API summary declaration schema
A simplified BNF of the API summary file is specified below for reference.
summary ::= declaration_list
declaration_list ::= declaration
| declaration "\n" declaration_list
declaration ::= library
| const
| bits
| bits_member
| enum
| enum_member
| struct
| struct_member
| union
| union_member
| protocol
| protocol_member
| alias
alias ::= "alias" fqn
bits ::= strictness "bits" fqn fp
bits_member ::= "bits/member" fqn
const ::= "const" fqn d fv
enum ::= strictness "enum" ft
enum_member ::= "enum/member" fqn fv
library ::= "library" fqn
protocol ::= "protocol" fqn
protocol_member ::= "protocol/member" fqn d
struct ::= resourceness "struct" fqn
struct_member ::= "struct/member" fqn ft [ fv ]
union ::= strictness "union" fqn
union_member ::= "union/member" fqn
resourceness ::= "" | "resource"
strictness ::= "flexible" | "strict"
d ::= <FIDL protocol member type signature>
fp ::= <FIDL primitive type>
fqn ::= <FIDL identifier>
ft ::= <FIDL type>
fv ::= <FIDL value>
Implementation
The API summarization is implemented by the program
fidl_api_summarize. The program takes as input a FIDL IR and
outputs the FIDL API summary, with both file names specified as flags.
Invokers SHOULD use the extension .api_summary for the output of this program
as a matter of convention, although this is by no means a hard requirement.
Performance
fidl_api_summarize is a simple transformation of the FIDL IR file.
Spot-checking shows that the program completes its run in ~0.1s when run on a
reasonably large library. This means that the program is likely acceptable to
be run on every FIDL library as part of the regular build process.
Security considerations
The current implementation of fidl_api_summarize makes no attempt to validate
the FIDL IR, and assumes that its input is always generated as a valid output
of fidlc. This may make the program amenable to be confused by malformed
input, although it is hard to tell whether that can be used as an attack vector
to the Fuchsia build process.
Privacy considerations
The information that fidl_api_summarize processes has so far been part of the
code repositories that are publicly viewable.

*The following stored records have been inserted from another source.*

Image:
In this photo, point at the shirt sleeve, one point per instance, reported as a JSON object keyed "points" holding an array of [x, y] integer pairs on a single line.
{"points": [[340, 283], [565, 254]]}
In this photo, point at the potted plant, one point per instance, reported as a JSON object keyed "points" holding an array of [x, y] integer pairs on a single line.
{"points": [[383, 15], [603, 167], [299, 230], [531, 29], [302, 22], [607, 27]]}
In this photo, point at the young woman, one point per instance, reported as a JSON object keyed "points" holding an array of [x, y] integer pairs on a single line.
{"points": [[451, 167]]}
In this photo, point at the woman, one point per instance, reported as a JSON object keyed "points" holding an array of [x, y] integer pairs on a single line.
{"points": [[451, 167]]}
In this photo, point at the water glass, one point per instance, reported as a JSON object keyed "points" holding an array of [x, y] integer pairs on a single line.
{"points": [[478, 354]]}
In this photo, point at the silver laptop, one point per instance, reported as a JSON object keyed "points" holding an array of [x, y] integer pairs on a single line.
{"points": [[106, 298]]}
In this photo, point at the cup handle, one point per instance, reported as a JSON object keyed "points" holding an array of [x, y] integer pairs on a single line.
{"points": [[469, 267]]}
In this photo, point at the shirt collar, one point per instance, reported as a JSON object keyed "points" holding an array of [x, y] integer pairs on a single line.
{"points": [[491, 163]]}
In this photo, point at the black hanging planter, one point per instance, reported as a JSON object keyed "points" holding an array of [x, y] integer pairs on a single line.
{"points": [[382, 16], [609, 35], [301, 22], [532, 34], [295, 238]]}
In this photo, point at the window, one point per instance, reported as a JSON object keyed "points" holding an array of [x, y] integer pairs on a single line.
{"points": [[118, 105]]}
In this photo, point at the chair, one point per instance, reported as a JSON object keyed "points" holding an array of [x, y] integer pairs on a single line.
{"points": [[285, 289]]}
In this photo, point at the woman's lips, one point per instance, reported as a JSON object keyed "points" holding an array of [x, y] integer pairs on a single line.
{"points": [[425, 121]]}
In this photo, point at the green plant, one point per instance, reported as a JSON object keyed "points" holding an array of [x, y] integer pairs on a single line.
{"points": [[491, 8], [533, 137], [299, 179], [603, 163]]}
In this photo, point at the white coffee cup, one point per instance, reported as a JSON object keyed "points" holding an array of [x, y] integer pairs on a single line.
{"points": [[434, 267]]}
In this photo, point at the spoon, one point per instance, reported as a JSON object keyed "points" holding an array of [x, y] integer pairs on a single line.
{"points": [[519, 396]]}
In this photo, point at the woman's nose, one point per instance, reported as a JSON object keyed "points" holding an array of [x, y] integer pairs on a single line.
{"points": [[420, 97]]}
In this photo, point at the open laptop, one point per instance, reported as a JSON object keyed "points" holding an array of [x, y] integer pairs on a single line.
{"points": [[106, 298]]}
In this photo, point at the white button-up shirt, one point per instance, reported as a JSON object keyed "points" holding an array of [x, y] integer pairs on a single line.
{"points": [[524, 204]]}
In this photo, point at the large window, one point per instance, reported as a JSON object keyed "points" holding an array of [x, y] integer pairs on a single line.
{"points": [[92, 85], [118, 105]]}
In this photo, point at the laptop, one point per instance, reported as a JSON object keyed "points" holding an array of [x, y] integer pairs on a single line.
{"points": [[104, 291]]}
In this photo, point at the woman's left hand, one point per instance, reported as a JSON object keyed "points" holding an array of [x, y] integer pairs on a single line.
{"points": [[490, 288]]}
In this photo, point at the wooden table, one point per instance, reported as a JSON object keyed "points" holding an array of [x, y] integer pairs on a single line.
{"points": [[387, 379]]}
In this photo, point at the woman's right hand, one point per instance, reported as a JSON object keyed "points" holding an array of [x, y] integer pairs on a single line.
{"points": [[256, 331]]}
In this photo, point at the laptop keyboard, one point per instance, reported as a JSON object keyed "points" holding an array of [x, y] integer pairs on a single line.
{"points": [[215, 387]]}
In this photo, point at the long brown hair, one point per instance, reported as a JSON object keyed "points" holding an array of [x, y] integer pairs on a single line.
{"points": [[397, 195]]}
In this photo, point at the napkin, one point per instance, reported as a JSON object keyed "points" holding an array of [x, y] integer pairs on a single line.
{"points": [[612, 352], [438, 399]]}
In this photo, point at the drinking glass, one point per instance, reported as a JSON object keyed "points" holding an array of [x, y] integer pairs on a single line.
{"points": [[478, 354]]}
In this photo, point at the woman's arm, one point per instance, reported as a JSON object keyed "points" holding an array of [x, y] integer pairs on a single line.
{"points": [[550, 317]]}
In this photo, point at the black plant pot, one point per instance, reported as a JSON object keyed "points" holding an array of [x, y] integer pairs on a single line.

It is reasonable to assume that
whatever privacy rules apply to its input would also apply to its output.
This means that, if it is ever used to summarize non-public FIDL library code, its output should be held to the same privacy standard as the library code it was used on.
Testing
The program is tested using an extensive library of sample inputs which are processed and compared to local outputs. This ensures consistent results over the lifetime of the Fuchsia code base.
Documentation
The fidl_api_summarize use should be documented with the FIDL help pages on
https://fuchsia.dev.
Prior art and references
The go language API regularly produces API surface summaries.